• Tue, Dec 18 2012

Top Lawyer Says Likability Is A Key To Success

1218 likableWomen now make up a third of the lawyers in America, according to a recent Wall Street Journal article documenting what it called “a major shift from a generation ago.” But according to the National Association of Women Lawyers, only 25% of law firm non-equity partners are women, and women make up just 15% of equity partners. Can women in law close the gap by being more likable?

Forbes contributor Bonnie Marcus recently interviewed lawyer Timi Hallem, a partner at the firm Manatt Phelps and Phillips and a woman who has a long history of tackling these issues. (You can listen to a podcast of their full interview here.) Hallem has some smart advice.

1. Self-promote. “Men might never think on their own to promote a woman, but they have a hard time ignoring the woman when they’re directly asked for an opportunity,” Hallem says.

2. Beware underground sexism. Hallem describes underground sexism as “describing a young male lawyer as hard-driving and a young female lawyer as strident or too aggressive, and seeing the man as being thoughtful and the woman as being too passive to be successful, or criticizing women for not being collegial because women are not comfortable with some of the kind of frat-boy humor that sometimes gets passed around.”
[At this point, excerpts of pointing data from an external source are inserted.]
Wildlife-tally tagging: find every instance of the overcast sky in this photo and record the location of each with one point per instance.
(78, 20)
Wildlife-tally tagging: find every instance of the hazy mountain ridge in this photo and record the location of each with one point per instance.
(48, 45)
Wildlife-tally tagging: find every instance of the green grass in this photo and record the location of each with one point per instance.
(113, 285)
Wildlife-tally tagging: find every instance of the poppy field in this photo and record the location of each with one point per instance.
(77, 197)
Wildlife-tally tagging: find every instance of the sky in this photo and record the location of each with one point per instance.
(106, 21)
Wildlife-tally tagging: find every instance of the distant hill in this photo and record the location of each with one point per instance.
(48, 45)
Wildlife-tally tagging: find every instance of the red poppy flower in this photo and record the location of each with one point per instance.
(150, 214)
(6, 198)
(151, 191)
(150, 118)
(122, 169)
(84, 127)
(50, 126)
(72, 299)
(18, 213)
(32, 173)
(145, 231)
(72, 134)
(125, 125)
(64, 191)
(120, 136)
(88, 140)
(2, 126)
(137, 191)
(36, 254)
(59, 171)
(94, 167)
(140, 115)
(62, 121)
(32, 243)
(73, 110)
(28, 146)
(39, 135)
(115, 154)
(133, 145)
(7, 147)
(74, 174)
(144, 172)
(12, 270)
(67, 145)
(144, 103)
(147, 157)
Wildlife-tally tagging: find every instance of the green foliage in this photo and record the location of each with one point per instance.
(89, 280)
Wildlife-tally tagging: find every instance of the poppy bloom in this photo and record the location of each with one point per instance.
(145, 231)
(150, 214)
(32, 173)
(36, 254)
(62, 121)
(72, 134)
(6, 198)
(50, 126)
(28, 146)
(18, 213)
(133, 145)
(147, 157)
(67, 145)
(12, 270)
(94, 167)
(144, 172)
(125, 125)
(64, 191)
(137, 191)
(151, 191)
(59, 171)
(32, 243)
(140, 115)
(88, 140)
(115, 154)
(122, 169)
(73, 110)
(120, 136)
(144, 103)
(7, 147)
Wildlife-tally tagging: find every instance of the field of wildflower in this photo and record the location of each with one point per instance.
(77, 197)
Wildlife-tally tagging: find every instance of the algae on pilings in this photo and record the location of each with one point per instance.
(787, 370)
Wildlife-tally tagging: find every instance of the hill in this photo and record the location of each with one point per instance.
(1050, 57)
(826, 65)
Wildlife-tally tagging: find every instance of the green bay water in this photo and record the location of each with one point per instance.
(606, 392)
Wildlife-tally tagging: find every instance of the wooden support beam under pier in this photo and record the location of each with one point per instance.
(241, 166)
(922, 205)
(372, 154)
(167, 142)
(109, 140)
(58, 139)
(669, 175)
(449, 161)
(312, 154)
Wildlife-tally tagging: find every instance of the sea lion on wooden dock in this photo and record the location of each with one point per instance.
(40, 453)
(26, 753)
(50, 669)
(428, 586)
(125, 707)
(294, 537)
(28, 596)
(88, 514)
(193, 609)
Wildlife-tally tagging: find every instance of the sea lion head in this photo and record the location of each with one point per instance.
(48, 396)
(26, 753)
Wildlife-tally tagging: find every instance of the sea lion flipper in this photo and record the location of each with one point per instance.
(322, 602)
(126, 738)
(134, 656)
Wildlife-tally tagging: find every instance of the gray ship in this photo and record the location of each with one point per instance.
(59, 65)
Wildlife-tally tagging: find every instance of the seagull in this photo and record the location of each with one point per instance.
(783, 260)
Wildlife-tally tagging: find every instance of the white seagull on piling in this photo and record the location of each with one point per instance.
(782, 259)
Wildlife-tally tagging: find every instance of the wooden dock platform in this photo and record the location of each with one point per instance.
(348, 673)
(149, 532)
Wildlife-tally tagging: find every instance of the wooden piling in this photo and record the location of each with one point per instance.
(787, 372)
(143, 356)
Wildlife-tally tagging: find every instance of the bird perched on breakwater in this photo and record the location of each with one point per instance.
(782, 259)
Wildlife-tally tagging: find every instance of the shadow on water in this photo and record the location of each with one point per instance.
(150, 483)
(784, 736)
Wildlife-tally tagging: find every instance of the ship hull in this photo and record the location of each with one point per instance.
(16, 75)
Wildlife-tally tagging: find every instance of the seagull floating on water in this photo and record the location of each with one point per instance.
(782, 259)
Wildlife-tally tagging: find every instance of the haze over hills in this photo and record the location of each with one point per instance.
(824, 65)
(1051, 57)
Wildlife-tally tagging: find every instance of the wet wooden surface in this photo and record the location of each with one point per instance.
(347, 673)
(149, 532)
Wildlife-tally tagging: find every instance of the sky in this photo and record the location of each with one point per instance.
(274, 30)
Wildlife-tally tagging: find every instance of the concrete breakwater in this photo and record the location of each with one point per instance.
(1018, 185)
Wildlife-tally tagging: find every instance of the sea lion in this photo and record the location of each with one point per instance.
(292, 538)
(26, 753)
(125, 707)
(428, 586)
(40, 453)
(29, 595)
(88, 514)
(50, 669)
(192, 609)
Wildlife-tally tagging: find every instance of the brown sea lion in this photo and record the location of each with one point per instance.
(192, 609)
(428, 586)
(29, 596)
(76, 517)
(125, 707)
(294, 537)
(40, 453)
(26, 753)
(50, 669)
Finally, a piece of advice that may sound counter-intuitive at first:

3. Be likable. Hallem says that the ability to sell yourself is a major part of success in law, especially for those in private practice who depend on attracting and retaining clients. Law schools don’t offer classes in likability, but it’s a key trait to develop. “Most people pick lawyers because they like them,” she says. “They are not necessarily looking at the quality of the contract or brief. They must, however, have confidence in their abilities. Therefore, it’s up to lawyers, especially women, to present themselves as competent and confident and learn to advocate for themselves.”

What We're Reading:
Share This Post:
  • Person

    “Likable” is too vague. And, as this advice mentions early on, employers and coworkers don’t see an assertive, competent female as likable, no matter how you spin your accomplishments and personality. We’re caught in a catch-22: be competent and assertive and everyone hates you, or smile and put on an acquiescent personality and everyone loves you but thinks of you as nothing more than a stupid secretary.